In what follows, we denote by \( {\mathscr {k}}^{\prime } \) an arbitrary variation of \( {\mathscr {k}} \) satisfying the constraint

$$\begin{aligned} \int _{{\mathbb {R}}^{d}}\mathrm {d}^{d}\varvec{x}_{{\mathfrak {2}}}\,{\mathscr {k}}^{\prime }(\varvec{x}_{{\mathfrak {2}}}|\varvec{x}_{{\mathfrak {1}}}) = 0. \end{aligned}$$

The stationary variation

$$\begin{aligned} \left. \frac{\mathrm {d}}{\mathrm {d}\varepsilon }\right| _{\varepsilon =0}{\mathscr {A}}({\mathscr {k}}+\varepsilon \,{\mathscr {k}}^{\prime }, \lambda _{{\mathfrak {0}}},\lambda _{{\mathfrak {1}}})=0 \end{aligned}$$

yields the condition

$$\begin{aligned} w_{{\mathfrak {0}}}(\varvec{x}_{{\mathfrak {0}}}) \ln \frac{{\mathscr {k}}(\varvec{x}_{{\mathfrak {1}}}|\varvec{x}_{{\mathfrak {0}}})}{{\mathscr {g}}(\varvec{x}_{{\mathfrak {1}}}|\varvec{x}_{{\mathfrak {0}}})} -\lambda _{{\mathfrak {1}}}(\varvec{x}_{{\mathfrak {1}}})\,w_{{\mathfrak {0}}}(\varvec{x}_{{\mathfrak {0}}})-\lambda _{{\mathfrak {0}}}(\varvec{x}_{{\mathfrak {0}}})\,w_{{\mathfrak {0}}}(\varvec{x}_{{\mathfrak {0}}})=0 \end{aligned}$$

with solution \({\mathscr {k}}(\varvec{x}_{{\mathfrak {1}}}|\varvec{x}_{{\mathfrak {0}}})= {\mathscr {g}}(\varvec{x}_{{\mathfrak {1}}}|\varvec{x}_{{\mathfrak {0}}}) \,e^{\lambda _{{\mathfrak {1}}}(\varvec{x}_{{\mathfrak {1}}})+\lambda _{{\mathfrak {0}}}(\varvec{x}_{{\mathfrak {0}}})}\).
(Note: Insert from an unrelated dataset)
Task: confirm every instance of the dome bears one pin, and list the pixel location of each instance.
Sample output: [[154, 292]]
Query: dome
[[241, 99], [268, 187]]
Similarly, arbitrary variations of \( {\mathscr {A}} \) with respect to the Lagrange multipliers yield the self-consistency conditions

$$\begin{aligned} w_{{\mathfrak {1}}}(\varvec{x}_{{\mathfrak {1}}})&= \int _{{\mathbb {R}}^{d}}\mathrm {d}^{d}\varvec{x}_{{\mathfrak {0}}}\, e^{\lambda _{{\mathfrak {1}}}(\varvec{x}_{{\mathfrak {1}}})} {\mathscr {g}}(\varvec{x}_{{\mathfrak {1}}}|\varvec{x}_{{\mathfrak {0}}})\, e^{\lambda _{{\mathfrak {0}}}(\varvec{x}_{{\mathfrak {0}}})}\, w_{{\mathfrak {0}}}(\varvec{x}_{{\mathfrak {0}}}) \end{aligned}$$
(25)

and

$$\begin{aligned} 1&= \int _{{\mathbb {R}}^{d}} \mathrm {d}^{d}\varvec{x}_{{\mathfrak {1}}}\,e^{\lambda _{{\mathfrak {1}}}(\varvec{x}_{{\mathfrak {1}}})} {\mathscr {g}}(\varvec{x}_{{\mathfrak {1}}}|\varvec{x}_{{\mathfrak {0}}})\,e^{\lambda _{{\mathfrak {0}}}(\varvec{x}_{{\mathfrak {0}}})}. \end{aligned}$$
(26)

Finally, upon setting \(\varphi _{{\mathfrak {1}}}(\varvec{x}_{{\mathfrak {1}}})=e^{\lambda _{{\mathfrak {1}}}(\varvec{x}_{{\mathfrak {1}}})}\) and \(w_{{\mathfrak {0}}}(\varvec{x}_{{\mathfrak {0}}})=\varphi _{{\mathfrak {0}}}(\varvec{x}_{{\mathfrak {0}}})\,e^{-\lambda _{{\mathfrak {0}}}(\varvec{x}_{{\mathfrak {0}}})}\) we impose the boundary conditions in the form of Schrödinger’s mass transport equations (13’)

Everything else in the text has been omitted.